Stanford University professor delivers lecture for Huntsman School students
As part of an event co-sponsored by the Jon M. Huntsman School of Business and the Center for Growth and Opportunity, John Taylor, economics professor at Stanford University, spoke Tuesday on the future of economic policy in the United States.
Taylor, Stanford economics professor and senior fellow in economics at the Hoover Institution, rejected The Economist’s interpretation of the US economy in their July 19, 2014 story, “America’s lost oomph,” in which the cover depicts an American jockey on top of a turtle. Rather, Taylor said, the economy could be likened to a caged eagle, and policy reform could cut open the cage for us to see better growth.

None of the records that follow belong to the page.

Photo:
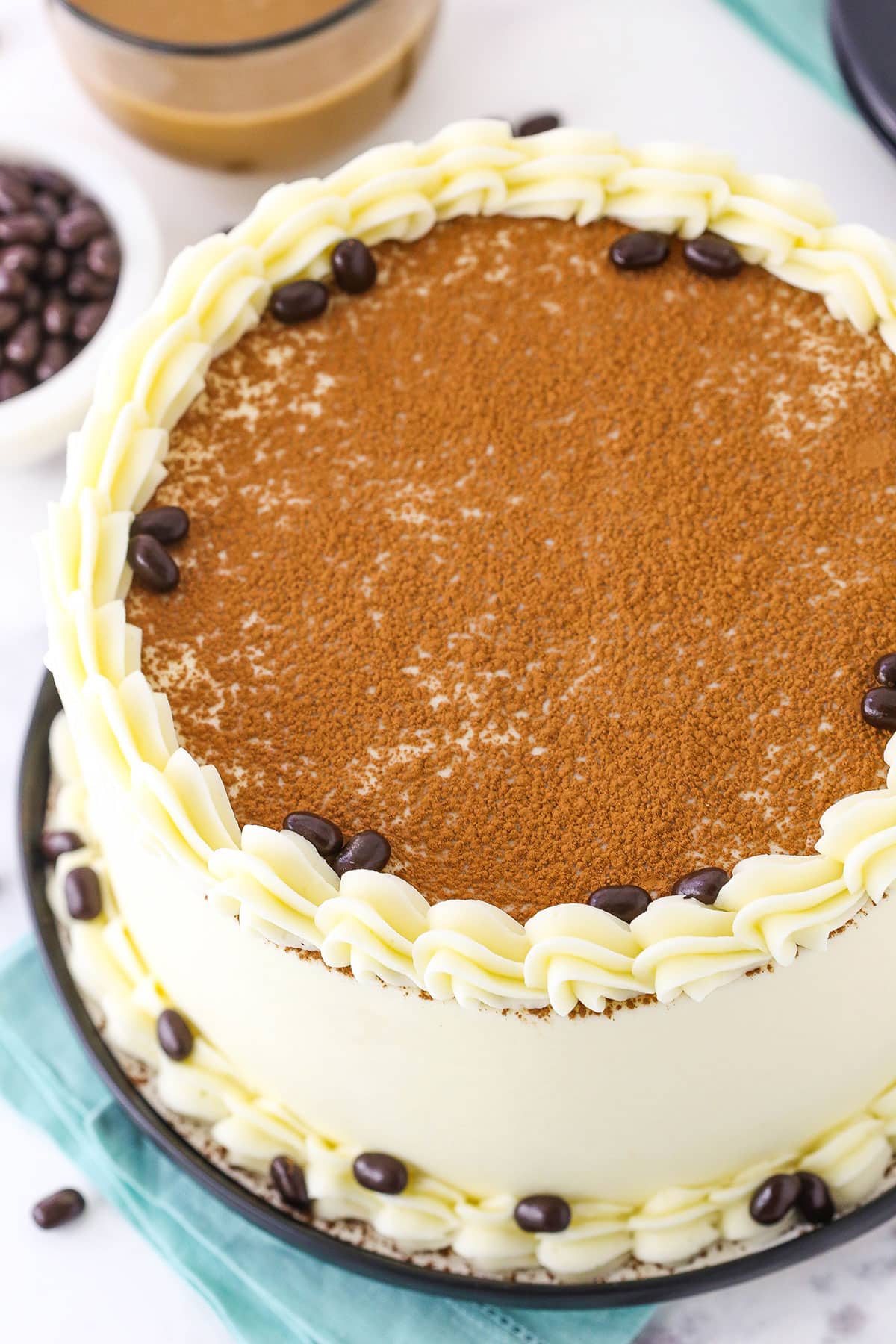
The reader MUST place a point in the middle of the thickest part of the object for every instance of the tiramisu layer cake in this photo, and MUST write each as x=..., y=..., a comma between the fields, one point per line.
x=472, y=605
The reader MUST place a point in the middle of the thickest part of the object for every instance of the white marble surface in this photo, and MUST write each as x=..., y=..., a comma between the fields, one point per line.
x=649, y=69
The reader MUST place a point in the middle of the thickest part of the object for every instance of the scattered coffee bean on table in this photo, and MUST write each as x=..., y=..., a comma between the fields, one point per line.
x=58, y=1209
x=60, y=268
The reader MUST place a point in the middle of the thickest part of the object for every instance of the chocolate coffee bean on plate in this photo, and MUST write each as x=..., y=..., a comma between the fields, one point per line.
x=60, y=268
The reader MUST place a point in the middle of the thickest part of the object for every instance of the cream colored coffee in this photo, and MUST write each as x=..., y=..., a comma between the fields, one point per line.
x=211, y=22
x=289, y=100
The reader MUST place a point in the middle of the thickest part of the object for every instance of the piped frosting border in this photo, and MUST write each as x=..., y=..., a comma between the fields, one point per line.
x=673, y=1226
x=376, y=924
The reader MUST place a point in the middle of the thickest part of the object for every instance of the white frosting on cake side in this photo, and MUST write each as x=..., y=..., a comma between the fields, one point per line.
x=664, y=1226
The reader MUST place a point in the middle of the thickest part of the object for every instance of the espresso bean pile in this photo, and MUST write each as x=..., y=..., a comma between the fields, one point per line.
x=60, y=267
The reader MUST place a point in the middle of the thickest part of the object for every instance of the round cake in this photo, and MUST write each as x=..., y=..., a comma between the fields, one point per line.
x=470, y=605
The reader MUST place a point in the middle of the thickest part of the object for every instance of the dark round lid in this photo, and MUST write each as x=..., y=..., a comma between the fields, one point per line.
x=864, y=38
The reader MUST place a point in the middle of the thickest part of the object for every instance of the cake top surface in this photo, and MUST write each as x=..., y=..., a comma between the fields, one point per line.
x=556, y=576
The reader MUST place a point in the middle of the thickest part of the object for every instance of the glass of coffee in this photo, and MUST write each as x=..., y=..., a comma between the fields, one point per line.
x=235, y=85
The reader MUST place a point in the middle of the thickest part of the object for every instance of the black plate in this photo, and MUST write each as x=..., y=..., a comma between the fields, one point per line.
x=33, y=796
x=864, y=38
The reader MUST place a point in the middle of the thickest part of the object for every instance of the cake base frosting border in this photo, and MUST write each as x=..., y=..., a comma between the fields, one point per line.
x=432, y=1225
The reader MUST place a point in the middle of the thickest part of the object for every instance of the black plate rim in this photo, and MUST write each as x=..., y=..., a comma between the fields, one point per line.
x=33, y=793
x=860, y=90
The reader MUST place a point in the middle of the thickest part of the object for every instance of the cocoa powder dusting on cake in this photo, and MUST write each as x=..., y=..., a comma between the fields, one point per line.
x=555, y=576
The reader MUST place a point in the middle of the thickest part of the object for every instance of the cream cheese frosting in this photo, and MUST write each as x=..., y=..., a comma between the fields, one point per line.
x=375, y=924
x=667, y=1229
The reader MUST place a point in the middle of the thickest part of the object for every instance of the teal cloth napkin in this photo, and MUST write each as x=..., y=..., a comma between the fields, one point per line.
x=798, y=30
x=265, y=1290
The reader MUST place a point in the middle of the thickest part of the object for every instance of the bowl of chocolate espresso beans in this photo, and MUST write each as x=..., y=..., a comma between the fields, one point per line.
x=80, y=258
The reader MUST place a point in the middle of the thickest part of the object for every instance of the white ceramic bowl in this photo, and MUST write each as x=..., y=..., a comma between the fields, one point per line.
x=38, y=423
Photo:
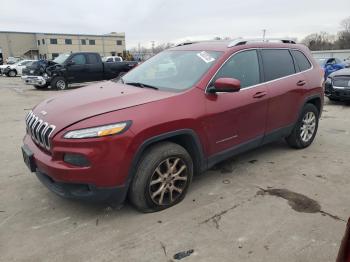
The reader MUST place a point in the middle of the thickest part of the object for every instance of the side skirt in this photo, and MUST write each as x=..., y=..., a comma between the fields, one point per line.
x=251, y=144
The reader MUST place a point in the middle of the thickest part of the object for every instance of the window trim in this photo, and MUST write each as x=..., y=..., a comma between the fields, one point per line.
x=264, y=82
x=295, y=60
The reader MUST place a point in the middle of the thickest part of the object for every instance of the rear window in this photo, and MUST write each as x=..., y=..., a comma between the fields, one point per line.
x=92, y=59
x=301, y=60
x=277, y=63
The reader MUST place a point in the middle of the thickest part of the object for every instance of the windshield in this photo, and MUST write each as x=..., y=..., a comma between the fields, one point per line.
x=173, y=70
x=61, y=58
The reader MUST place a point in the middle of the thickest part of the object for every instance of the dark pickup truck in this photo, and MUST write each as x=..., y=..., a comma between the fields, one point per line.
x=73, y=68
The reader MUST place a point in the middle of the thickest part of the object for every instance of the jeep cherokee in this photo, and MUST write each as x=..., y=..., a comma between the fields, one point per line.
x=144, y=135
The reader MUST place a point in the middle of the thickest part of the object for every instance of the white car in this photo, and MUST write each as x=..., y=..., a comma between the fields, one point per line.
x=16, y=68
x=111, y=59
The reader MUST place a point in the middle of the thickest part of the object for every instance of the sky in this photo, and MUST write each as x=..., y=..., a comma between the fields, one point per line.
x=175, y=21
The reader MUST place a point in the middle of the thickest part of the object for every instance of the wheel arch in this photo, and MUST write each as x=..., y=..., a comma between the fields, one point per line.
x=187, y=138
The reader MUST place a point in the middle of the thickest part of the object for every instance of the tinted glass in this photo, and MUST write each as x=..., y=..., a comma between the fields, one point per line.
x=79, y=59
x=92, y=59
x=243, y=66
x=277, y=63
x=301, y=60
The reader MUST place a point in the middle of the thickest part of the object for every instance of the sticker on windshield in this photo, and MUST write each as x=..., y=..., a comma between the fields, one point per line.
x=206, y=57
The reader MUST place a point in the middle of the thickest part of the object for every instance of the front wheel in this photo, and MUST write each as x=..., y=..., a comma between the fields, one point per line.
x=305, y=129
x=162, y=178
x=59, y=83
x=12, y=73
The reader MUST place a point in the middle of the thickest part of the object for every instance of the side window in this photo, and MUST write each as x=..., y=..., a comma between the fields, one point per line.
x=79, y=59
x=301, y=60
x=277, y=63
x=92, y=59
x=243, y=66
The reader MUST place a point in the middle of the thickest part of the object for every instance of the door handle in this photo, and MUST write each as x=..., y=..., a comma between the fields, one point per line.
x=259, y=94
x=301, y=83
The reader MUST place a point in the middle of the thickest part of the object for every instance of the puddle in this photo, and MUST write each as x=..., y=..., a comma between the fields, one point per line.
x=183, y=254
x=298, y=202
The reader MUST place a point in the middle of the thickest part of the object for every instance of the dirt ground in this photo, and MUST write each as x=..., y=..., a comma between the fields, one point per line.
x=270, y=204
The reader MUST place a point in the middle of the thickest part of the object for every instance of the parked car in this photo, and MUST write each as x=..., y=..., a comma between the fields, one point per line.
x=337, y=85
x=330, y=65
x=146, y=134
x=76, y=68
x=16, y=69
x=110, y=59
x=12, y=60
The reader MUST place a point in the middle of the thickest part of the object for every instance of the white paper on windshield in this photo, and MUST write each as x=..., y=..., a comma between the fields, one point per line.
x=205, y=57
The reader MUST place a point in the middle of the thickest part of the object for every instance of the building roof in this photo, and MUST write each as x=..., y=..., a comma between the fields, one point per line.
x=104, y=35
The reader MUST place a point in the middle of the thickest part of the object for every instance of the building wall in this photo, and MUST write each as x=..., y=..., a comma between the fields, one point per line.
x=17, y=44
x=341, y=54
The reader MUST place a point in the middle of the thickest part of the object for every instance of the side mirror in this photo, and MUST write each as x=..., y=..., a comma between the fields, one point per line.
x=70, y=62
x=225, y=85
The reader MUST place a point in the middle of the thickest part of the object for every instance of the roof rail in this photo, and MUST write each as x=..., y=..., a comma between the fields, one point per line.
x=187, y=43
x=241, y=41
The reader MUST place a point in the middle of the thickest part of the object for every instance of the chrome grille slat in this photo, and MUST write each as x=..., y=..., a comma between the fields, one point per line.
x=39, y=130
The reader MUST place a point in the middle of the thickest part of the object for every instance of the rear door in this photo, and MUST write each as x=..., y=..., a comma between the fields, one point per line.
x=238, y=118
x=77, y=72
x=94, y=68
x=283, y=85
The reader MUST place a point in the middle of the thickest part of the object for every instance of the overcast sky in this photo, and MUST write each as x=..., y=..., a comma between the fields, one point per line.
x=175, y=20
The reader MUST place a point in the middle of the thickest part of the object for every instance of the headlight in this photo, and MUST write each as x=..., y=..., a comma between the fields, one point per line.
x=98, y=131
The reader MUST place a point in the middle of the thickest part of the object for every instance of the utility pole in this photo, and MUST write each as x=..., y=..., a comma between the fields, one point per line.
x=264, y=34
x=152, y=47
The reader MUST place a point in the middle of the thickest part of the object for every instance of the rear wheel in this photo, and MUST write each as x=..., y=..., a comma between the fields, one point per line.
x=305, y=129
x=59, y=83
x=162, y=177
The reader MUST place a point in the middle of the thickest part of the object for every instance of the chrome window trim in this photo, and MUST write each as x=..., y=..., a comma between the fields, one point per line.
x=263, y=83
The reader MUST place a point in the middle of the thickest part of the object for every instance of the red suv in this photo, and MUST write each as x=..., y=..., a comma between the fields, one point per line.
x=147, y=133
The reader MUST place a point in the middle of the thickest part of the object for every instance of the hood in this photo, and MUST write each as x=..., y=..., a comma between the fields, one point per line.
x=341, y=72
x=74, y=106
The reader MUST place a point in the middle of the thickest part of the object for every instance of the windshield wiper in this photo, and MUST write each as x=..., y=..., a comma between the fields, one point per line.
x=141, y=85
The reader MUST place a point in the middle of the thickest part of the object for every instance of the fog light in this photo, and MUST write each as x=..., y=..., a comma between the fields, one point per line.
x=76, y=160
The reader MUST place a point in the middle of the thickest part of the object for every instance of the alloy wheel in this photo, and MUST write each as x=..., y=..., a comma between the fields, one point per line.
x=308, y=127
x=168, y=181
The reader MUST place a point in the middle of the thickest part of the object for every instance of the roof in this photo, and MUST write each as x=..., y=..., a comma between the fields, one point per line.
x=224, y=45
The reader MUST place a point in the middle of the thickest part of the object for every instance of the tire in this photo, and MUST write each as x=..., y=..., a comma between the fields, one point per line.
x=12, y=73
x=333, y=99
x=59, y=83
x=154, y=167
x=41, y=87
x=305, y=129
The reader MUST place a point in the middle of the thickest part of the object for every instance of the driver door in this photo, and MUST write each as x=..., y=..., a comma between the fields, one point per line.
x=237, y=120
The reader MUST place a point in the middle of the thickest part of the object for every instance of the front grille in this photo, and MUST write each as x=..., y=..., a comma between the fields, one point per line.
x=39, y=130
x=341, y=81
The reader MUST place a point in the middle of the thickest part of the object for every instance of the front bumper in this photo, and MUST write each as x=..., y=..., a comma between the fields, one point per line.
x=341, y=93
x=83, y=191
x=34, y=80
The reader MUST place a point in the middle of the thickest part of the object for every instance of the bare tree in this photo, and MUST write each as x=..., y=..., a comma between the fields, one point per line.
x=345, y=24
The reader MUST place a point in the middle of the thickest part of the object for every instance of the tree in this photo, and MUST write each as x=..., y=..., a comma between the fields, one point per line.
x=319, y=41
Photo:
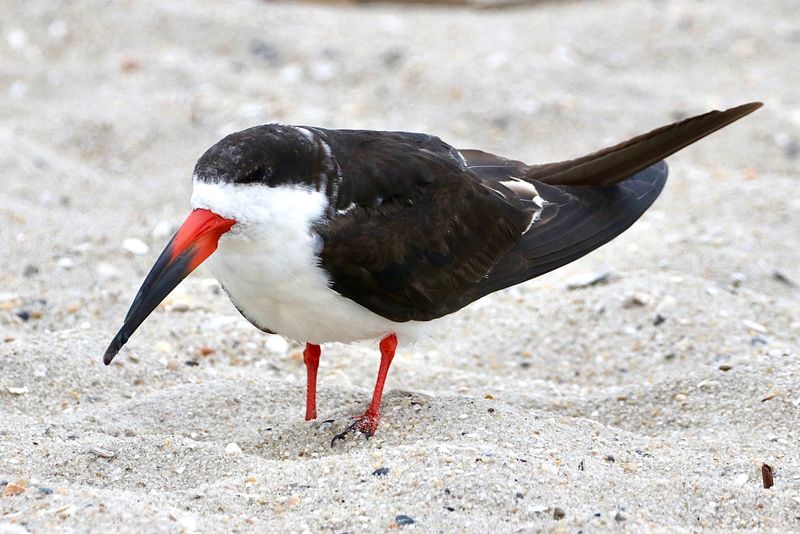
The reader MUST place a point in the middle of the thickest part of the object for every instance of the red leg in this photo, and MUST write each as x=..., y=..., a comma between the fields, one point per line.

Taylor broke down policy reform into four categories: tax reform, regulatory inform, monetary reform and budget reform.
The Tax Cuts and Jobs Act, signed by President Trump in 2017, cut the corporate tax rate from 35 to 21 percent, which Taylor said would reduce the cost of capital, in turn raising investment, productivity, wages and economic growth. Generally, academic economists are split on the act, with no established consensus on how the plan would affect the GDP.
As far as regulation and trade go, Taylor said change in the form of executive orders, appointments and legislation have aided in growth, but that more legislation is needed, such as a proposed fourteenth chapter in the Financial Institution Bankruptcy Act outlined in Taylor’s 2017 testimony on the act.
Taylor emphasized the value of developing like-minded allies such as Canada or Mexico and creating specific goals, like reducing tariffs and restrictions of foreign investment in China.
“Going for ‘zero for zero’ is why we’ve been successful in moving toward free trade over time,” Taylor said.
Megan Hansen, the research director for the Center for Growth and Opportunity, asked Taylor about how immigration and immigration policy may affect the economy. The center is currently conducting research on crime rates among immigrants.
“Immigration is important for our country and it always has been,” Taylor said. “I don’t think of that as a reason for monetary policy or fiscal policy to change.”
In monetary policy, Taylor suggested that while the federal reserve has begun to “get back on track,” the United States still needs a budget that will get back on track as well.
“If the question is why the deficit is so big and growing,” Taylor said, “The problem is spending, and we need to come to grips with that.”